1. Try not to listen to music while thinking about something. No matter how strange this advice may seem, it is very important. If you don’t go deep into medical terms, but to put it simply, then you are simply “twisting” yourself, cultivating a state in yourself that is then so difficult to recover from and so difficult to control.
2. No matter how pointless it may seem, do some things. In fact, this is also a good way to take a break from heavy thoughts. Moreover, when we understand that we are useful to someone (and you can help your parents), strength appears for other things that are useful directly to you - communication, walks, sports.
3. Communicate! Communicate!!Communicate!!! Treat communication as a cure for your condition: take (for now) twice a day))) That is, in the first half of the day you talked to someone, and in the second.
4. I could be wrong a thousand times, I’m sorry if that’s what you think, but such despondency can be due to a lack of understanding, acceptance, non-judgment, faith in the best in you, sincere support. Even one word can give all this, if it is from the heart and sincere - perhaps it is worth looking for a psychologist, if not face-to-face, then at least on the Internet, you can find a free one. And you are unlikely to be mistaken if you talk to the priest - in any Orthodox church church (this is from personal experience, this moment in my recently hopeless life was key).
5. Watch videos about compassion. It’s so easy to google it - it’s difficult to explain what happens when you approach this topic, even passively.

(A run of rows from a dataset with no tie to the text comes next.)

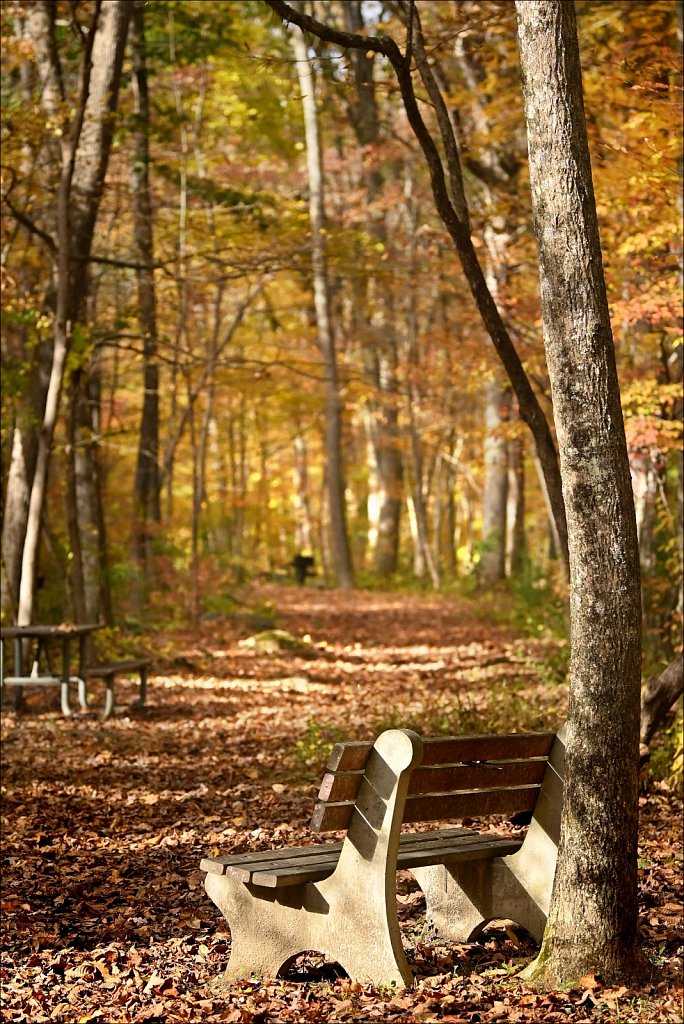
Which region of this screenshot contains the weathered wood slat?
[328,732,555,772]
[423,732,555,765]
[403,785,540,821]
[318,758,546,803]
[201,828,521,888]
[310,785,540,831]
[248,833,522,889]
[200,843,342,874]
[200,827,478,874]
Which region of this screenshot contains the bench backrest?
[311,732,555,831]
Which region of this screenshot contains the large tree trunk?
[292,18,353,589]
[516,0,643,987]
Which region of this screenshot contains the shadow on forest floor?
[1,586,684,1024]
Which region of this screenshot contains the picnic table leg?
[133,665,147,708]
[77,633,89,711]
[14,637,24,712]
[60,636,74,718]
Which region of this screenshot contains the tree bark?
[292,16,353,590]
[516,0,645,987]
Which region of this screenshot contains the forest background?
[2,0,682,668]
[2,0,682,1013]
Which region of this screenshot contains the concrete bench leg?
[414,729,565,942]
[205,874,413,988]
[205,730,421,988]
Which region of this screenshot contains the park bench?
[201,729,564,986]
[79,657,149,718]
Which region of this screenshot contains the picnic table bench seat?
[201,729,564,987]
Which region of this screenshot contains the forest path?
[2,585,682,1024]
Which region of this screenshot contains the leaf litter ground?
[0,585,684,1024]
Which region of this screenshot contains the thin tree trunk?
[17,0,130,625]
[516,0,644,987]
[342,0,402,578]
[506,437,527,577]
[131,0,161,598]
[292,18,353,589]
[477,380,511,587]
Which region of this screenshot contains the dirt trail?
[1,586,682,1024]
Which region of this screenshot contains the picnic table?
[0,623,102,717]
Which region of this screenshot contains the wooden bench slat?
[200,827,478,874]
[310,785,540,831]
[422,732,555,767]
[327,732,555,772]
[250,833,522,889]
[214,828,522,889]
[318,758,546,803]
[200,843,342,874]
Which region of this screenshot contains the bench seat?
[200,828,522,889]
[201,729,564,987]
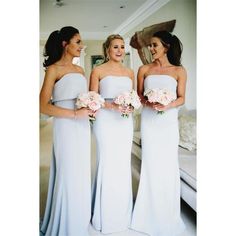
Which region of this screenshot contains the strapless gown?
[131,75,184,236]
[41,73,91,236]
[92,76,133,234]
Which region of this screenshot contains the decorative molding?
[113,0,170,35]
[40,0,170,41]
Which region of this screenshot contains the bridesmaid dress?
[131,75,184,236]
[41,73,91,236]
[92,76,133,234]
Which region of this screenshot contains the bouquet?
[114,90,141,118]
[75,91,105,121]
[144,88,176,114]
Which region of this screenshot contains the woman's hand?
[150,103,171,111]
[119,106,134,115]
[74,108,97,119]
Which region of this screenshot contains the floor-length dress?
[131,75,184,236]
[41,73,91,236]
[92,76,133,234]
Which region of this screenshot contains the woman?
[131,31,187,236]
[40,26,93,236]
[90,35,134,234]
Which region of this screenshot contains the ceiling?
[40,0,169,40]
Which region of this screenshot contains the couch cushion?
[179,147,197,190]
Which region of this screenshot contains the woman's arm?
[40,67,88,118]
[155,67,187,111]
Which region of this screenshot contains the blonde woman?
[90,35,134,234]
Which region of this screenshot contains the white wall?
[125,0,196,109]
[83,40,105,80]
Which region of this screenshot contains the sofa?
[132,107,197,211]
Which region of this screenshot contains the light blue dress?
[92,76,133,234]
[131,75,185,236]
[41,73,91,236]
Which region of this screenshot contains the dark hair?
[103,34,124,62]
[43,26,79,67]
[153,31,183,66]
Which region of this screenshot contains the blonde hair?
[103,34,124,62]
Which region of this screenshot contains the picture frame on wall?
[91,55,104,69]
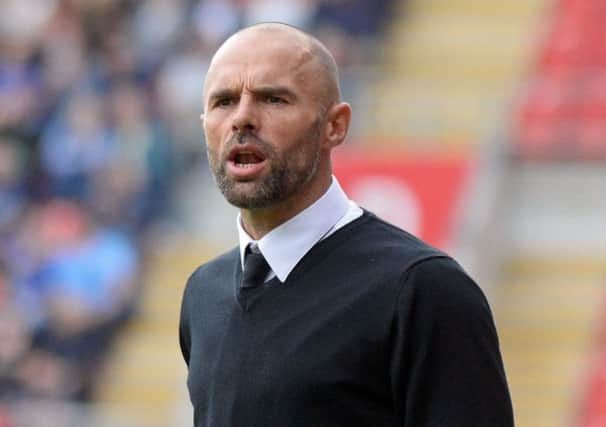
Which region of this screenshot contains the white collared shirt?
[237,176,363,282]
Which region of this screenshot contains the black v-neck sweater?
[180,212,513,427]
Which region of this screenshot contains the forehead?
[205,31,317,95]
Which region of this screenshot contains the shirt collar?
[237,176,349,282]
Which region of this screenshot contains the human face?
[204,30,324,209]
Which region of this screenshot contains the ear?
[324,102,351,149]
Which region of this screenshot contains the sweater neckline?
[233,209,374,312]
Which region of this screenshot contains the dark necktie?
[242,245,271,288]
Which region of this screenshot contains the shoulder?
[185,247,239,294]
[399,256,491,319]
[348,211,448,270]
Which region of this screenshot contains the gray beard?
[208,117,321,209]
[213,145,320,209]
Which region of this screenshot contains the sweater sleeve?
[390,257,514,427]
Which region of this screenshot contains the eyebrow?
[208,85,298,104]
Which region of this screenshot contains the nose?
[232,95,259,132]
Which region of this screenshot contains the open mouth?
[232,151,265,169]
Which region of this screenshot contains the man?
[180,23,513,427]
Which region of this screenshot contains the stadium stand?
[514,0,606,160]
[0,0,606,427]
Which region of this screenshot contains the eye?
[215,98,234,107]
[265,95,286,104]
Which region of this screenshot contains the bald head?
[204,22,341,109]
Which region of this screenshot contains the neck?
[240,176,332,240]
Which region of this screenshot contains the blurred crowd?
[0,0,391,427]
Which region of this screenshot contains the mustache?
[227,132,268,147]
[223,131,274,159]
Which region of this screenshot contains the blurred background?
[0,0,606,427]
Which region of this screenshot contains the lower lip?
[227,160,267,180]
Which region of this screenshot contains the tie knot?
[242,245,271,288]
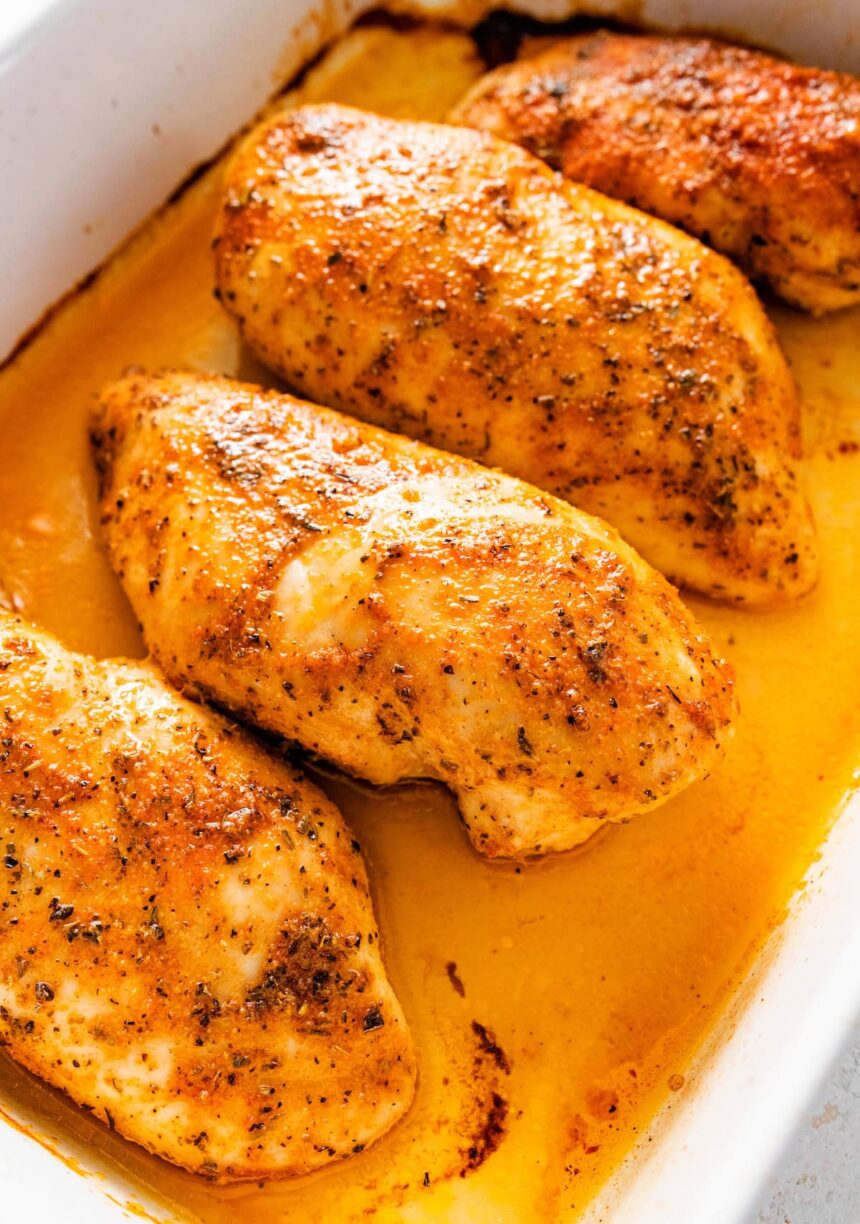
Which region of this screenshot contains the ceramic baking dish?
[0,0,860,1224]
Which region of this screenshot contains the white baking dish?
[0,0,860,1224]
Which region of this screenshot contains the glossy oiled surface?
[0,21,860,1224]
[215,104,818,607]
[456,31,860,313]
[93,372,734,858]
[0,608,415,1181]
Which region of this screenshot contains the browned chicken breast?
[0,611,415,1180]
[453,32,860,315]
[94,375,732,856]
[215,105,817,606]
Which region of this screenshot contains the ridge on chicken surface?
[94,373,733,857]
[451,31,860,315]
[215,105,817,606]
[0,611,415,1180]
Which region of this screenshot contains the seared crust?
[0,610,415,1181]
[453,32,860,315]
[94,373,733,857]
[211,105,817,606]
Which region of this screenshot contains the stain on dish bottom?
[0,19,860,1224]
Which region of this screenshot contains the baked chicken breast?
[94,373,733,857]
[451,31,860,315]
[215,105,817,606]
[0,611,415,1180]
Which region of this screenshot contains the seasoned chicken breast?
[0,611,415,1180]
[451,31,860,315]
[94,375,732,856]
[215,105,817,606]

6. Know about yourself that you are a good person. Know this firmly, and when doubting yourself: to do or not to do, say to yourself: “I will do as a good person would do.”
7. Don’t even doubt that this condition will pass! It is not necessary that all problems will suddenly disappear, but you will definitely be able and in the mood to solve them and at the same time enjoy life! Often only hormones are to blame for depression - so maybe this aspect is also worth thinking about?
Hold on!!! Everything will definitely get better!